De retour à la maison (elle ne garda aucun souvenir du trajet depuis la banque), Mary se gara et pataugea sous la pluie battante jusqu’à la porte de devant, troublée par ce mystérieux argent. Elle décida que Gooch avait perdu la tête et volé une banque. Ou le Grec.

Elle parcourut des yeux le petit salon, où Gooch aimait regarder le golf et les films en noir et blanc à la télévision, sentit l’odeur de la chaudière morte et la brise piquante qui entrait par la vitre cassée de la porte de derrière et se dirigea vers le couloir parsemé de taches de sang. Ses yeux se posèrent sur la table de la cuisine, où, avec un mélange d’espoir et d’appréhension, elle s’attendait à trouver un mot de lui.

Tandis que le bourdonnement du réfrigérateur scandait sa douleur, elle prit les aspirines dans l’armoire au-dessus de la cuisinière et fit tomber deux, puis trois comprimés dans sa main. Avec ressentiment, elle se demanda pourquoi ils continuaient à garder les médicaments hors de portée puisqu’ils n’avaient pas d’enfants et qu’ils n’en auraient jamais. Plutôt que de se donner la peine d’ouvrir le robinet, elle avala les pilules avec un peu de salive. Puis elle frissonna en se rendant compte qu’elle était trempée jusqu’aux os.

En mettant de l’eau partout, elle se dirigea vers le téléphone et regretta l’absence du répondeur que Gooch avait voulu acheter, au cas où il aurait passé la journée à téléphoner, au cas où quelqu’un aurait appelé dans l’intention de laisser un message important, même si le fait que l’appareil restait plutôt muet depuis son arrivée fit naître en elle une sorte de délectation morose. Après avoir obtenu la tonalité, elle consulta la petite carte et composa le numéro du portable de Gooch.

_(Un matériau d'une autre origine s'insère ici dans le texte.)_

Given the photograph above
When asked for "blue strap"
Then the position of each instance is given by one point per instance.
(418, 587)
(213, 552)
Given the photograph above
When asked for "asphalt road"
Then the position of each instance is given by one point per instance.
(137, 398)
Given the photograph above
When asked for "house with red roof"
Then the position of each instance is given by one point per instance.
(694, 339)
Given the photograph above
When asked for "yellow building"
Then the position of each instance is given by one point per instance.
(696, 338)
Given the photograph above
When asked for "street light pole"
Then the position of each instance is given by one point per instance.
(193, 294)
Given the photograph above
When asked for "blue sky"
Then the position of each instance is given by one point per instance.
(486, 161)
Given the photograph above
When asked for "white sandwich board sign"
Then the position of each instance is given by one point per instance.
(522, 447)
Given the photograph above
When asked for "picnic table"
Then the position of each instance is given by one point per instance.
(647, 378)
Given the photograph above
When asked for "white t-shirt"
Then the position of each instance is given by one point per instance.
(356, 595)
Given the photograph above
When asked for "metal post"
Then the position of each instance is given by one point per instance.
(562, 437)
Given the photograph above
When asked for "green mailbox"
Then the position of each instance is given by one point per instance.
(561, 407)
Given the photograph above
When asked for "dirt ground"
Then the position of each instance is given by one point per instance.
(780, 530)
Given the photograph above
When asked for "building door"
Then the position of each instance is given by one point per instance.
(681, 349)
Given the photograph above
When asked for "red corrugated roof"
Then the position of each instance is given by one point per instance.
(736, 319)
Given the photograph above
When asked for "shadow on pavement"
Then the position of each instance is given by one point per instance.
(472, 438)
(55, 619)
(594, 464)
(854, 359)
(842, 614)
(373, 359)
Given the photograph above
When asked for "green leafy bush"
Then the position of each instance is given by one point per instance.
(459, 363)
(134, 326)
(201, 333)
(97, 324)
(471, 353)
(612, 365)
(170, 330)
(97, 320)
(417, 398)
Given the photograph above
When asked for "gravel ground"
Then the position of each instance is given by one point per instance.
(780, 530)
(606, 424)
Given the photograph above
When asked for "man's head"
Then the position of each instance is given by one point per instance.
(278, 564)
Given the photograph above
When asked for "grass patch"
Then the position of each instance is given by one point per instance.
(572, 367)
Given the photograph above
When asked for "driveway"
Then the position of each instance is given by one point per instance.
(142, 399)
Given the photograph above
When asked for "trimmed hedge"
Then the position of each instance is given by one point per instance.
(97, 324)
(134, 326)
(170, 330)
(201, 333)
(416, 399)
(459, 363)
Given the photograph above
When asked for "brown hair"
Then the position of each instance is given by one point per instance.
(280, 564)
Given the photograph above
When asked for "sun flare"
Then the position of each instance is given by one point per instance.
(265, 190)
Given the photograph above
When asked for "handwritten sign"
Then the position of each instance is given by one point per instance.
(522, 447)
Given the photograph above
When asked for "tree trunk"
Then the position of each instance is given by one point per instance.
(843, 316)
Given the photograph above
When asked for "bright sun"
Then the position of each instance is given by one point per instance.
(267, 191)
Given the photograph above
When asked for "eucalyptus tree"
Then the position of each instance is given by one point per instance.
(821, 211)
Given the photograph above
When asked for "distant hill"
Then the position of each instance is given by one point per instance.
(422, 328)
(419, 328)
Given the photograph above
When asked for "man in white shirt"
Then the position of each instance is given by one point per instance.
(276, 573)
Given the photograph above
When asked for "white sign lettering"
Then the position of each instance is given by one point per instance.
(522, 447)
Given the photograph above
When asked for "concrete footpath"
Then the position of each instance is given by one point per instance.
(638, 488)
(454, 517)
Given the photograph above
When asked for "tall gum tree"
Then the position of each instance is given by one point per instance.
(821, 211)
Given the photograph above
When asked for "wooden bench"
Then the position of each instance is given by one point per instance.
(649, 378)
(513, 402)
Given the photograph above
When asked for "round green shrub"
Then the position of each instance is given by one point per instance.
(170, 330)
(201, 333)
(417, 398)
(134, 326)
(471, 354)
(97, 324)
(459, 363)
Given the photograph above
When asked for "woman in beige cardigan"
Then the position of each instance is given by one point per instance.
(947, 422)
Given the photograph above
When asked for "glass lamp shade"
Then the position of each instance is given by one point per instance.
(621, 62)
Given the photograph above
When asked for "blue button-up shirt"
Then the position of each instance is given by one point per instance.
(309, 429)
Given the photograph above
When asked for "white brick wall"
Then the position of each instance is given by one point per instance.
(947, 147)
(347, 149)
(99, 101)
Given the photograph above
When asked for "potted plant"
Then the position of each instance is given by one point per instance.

— Mary Gooch à l’appareil. Il est trois heures trente-cinq de l’après-midi. Désolée de vous importuner. J’essaie toujours de joindre mon mari. Dites à Jimmy Gooch que je suis de retour à la maison. Demandez-lui de me téléphoner. Merci. Désolée.

Si tu tiens à lui, évidemment, dit Orin dans l’imagination de Mary. Elle s’engagea dans le couloir taché de sang, à peine assez large pour elle. Son lit défait lui tendait les bras. Du repos, songea-t-elle. Dormir. Rêver. Regrettant les mots durs qu’elle avait eus pour la chaudière, elle posa sa masse sur le matelas et remonta la courtepointe tachée de sang jusqu’à son menton.